Within the LBTR itself, the first half of 2025 revealed a notable divergence between proprietary and client operations. Participant-initiated own-account operations fell 18.8 percent in value, driven by reduced secondary market activity in BCRP certificates of deposit. Client operations, by contrast, increased 15.4 percent, suggesting growing demand for real-time settlement of customer-driven transfers even as interbank treasury activity softened.
Peru's central bank is also advancing its digital currency pilot, BiPay, which saw daily transactions grow 68.5 percent between October 2024 and February 2025, rising from 54,000 to 91,000 daily transactions. While still small relative to the broader payment system, the pilot's growth trajectory suggests the BCRP is methodically building the infrastructure and operational experience needed for a potential broader rollout.

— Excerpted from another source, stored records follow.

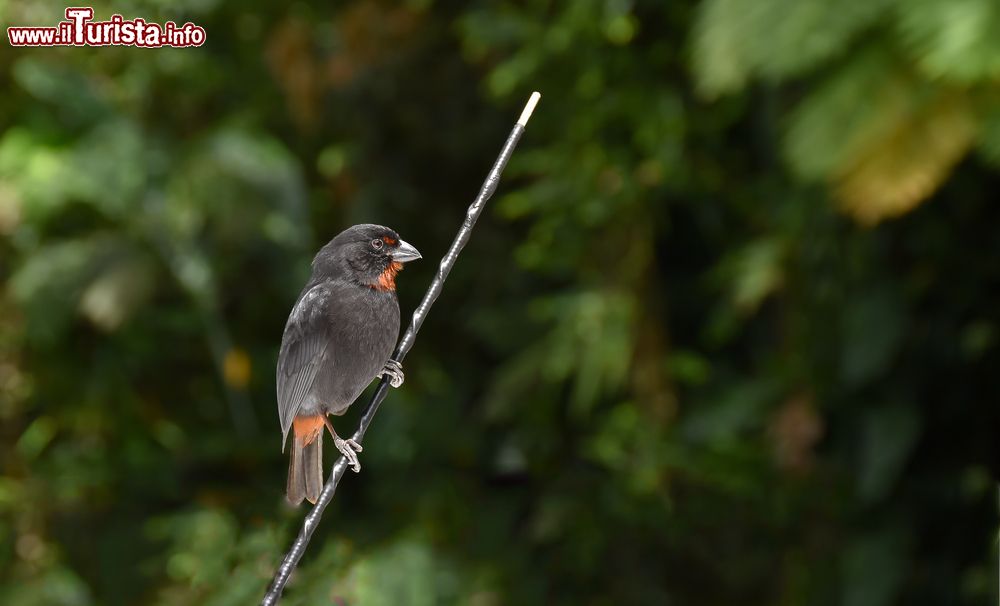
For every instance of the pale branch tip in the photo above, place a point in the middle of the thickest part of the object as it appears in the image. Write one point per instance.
(312, 519)
(528, 108)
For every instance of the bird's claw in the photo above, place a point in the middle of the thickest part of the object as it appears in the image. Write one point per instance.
(393, 370)
(350, 449)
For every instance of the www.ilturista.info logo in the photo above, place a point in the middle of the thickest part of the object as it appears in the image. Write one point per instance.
(79, 29)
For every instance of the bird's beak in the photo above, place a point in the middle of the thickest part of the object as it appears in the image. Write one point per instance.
(404, 252)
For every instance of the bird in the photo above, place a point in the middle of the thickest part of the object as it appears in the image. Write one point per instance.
(338, 337)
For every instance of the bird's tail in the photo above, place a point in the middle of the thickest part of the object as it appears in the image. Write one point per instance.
(305, 467)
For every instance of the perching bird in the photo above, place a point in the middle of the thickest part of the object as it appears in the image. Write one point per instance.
(338, 338)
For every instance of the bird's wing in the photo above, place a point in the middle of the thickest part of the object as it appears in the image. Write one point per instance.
(304, 347)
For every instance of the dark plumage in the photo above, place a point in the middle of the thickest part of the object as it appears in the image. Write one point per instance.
(339, 336)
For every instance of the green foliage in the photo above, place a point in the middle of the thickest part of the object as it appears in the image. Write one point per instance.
(665, 370)
(921, 67)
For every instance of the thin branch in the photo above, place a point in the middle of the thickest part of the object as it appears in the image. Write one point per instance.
(312, 520)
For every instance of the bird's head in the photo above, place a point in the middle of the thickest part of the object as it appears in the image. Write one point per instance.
(370, 255)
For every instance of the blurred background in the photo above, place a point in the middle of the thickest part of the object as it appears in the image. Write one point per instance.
(729, 333)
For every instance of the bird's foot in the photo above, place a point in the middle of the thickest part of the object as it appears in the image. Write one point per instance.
(350, 449)
(393, 370)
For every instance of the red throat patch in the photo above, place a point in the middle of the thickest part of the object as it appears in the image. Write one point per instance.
(387, 279)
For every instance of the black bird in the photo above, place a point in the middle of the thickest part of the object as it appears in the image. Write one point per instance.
(338, 338)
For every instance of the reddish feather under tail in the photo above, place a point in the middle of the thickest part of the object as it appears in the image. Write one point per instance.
(305, 467)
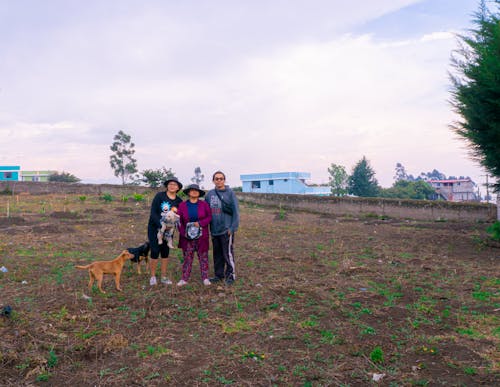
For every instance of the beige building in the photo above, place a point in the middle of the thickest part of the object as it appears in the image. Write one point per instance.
(455, 190)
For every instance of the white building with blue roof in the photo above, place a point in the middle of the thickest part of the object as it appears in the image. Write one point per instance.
(282, 183)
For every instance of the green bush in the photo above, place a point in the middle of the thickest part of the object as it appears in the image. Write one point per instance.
(107, 197)
(494, 231)
(139, 197)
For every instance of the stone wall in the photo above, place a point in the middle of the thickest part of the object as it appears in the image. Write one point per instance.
(393, 208)
(44, 188)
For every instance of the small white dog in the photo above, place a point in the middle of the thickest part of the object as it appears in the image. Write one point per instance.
(169, 220)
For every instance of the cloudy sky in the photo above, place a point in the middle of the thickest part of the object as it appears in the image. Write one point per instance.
(245, 86)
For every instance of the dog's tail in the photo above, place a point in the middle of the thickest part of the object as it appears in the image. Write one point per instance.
(83, 267)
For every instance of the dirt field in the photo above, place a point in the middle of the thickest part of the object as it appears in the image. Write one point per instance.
(319, 301)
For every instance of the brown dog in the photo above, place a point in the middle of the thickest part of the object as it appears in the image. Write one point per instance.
(99, 268)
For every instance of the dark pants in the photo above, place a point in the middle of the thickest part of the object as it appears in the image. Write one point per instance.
(223, 256)
(156, 249)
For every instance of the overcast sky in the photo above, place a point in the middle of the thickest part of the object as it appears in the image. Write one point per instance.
(242, 86)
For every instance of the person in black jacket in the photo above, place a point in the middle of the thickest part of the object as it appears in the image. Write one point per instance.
(225, 221)
(163, 201)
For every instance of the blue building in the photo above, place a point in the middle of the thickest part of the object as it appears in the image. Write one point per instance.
(9, 173)
(282, 183)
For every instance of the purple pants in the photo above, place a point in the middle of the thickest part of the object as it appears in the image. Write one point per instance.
(188, 254)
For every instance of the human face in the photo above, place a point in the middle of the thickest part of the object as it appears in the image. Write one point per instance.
(219, 181)
(173, 187)
(193, 194)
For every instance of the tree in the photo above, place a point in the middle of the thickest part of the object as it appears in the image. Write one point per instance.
(338, 180)
(198, 176)
(64, 177)
(405, 189)
(122, 161)
(401, 173)
(156, 177)
(362, 182)
(476, 89)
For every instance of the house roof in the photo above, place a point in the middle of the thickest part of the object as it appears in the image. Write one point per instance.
(450, 181)
(275, 176)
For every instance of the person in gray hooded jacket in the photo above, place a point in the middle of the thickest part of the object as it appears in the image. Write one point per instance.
(225, 221)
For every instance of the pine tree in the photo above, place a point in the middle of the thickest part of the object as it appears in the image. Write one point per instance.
(362, 182)
(476, 89)
(122, 161)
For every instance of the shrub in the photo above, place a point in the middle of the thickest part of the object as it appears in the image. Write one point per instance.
(494, 231)
(107, 197)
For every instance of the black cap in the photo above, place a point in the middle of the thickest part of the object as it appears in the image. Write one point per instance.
(174, 179)
(196, 187)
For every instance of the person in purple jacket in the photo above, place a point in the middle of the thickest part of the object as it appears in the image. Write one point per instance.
(195, 216)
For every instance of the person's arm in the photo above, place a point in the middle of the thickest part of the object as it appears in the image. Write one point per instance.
(155, 214)
(204, 213)
(183, 218)
(235, 219)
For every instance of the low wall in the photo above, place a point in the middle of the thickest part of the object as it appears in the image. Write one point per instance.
(45, 188)
(393, 208)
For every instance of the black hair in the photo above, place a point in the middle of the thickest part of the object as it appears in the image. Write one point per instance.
(218, 173)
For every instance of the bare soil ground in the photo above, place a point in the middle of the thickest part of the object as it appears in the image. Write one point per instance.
(318, 301)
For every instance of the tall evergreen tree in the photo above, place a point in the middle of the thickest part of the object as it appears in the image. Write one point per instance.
(400, 173)
(476, 88)
(156, 177)
(362, 182)
(337, 179)
(198, 176)
(122, 160)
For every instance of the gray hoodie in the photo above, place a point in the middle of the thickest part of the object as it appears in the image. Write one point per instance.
(221, 221)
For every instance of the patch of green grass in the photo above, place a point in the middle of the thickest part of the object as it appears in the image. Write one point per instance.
(377, 355)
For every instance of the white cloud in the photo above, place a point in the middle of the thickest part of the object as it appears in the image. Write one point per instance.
(202, 85)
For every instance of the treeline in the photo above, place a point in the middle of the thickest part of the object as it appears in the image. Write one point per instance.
(362, 182)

The trajectory of Peru's payment system illustrates a pattern familiar across Latin America: stable or gently declining RTGS volumes amid surging retail digital payment adoption. The wholesale settlement layer remains critical, but its role is evolving from a direct conduit for large-value transfers into an increasingly important backstop for net settlement of enormous retail payment flows. For the LBTR, this evolution will likely demand continued investment in capacity, resilience, and extended operating hours to support an economy where 591 digital payments per adult were made in the first half of 2025 alone.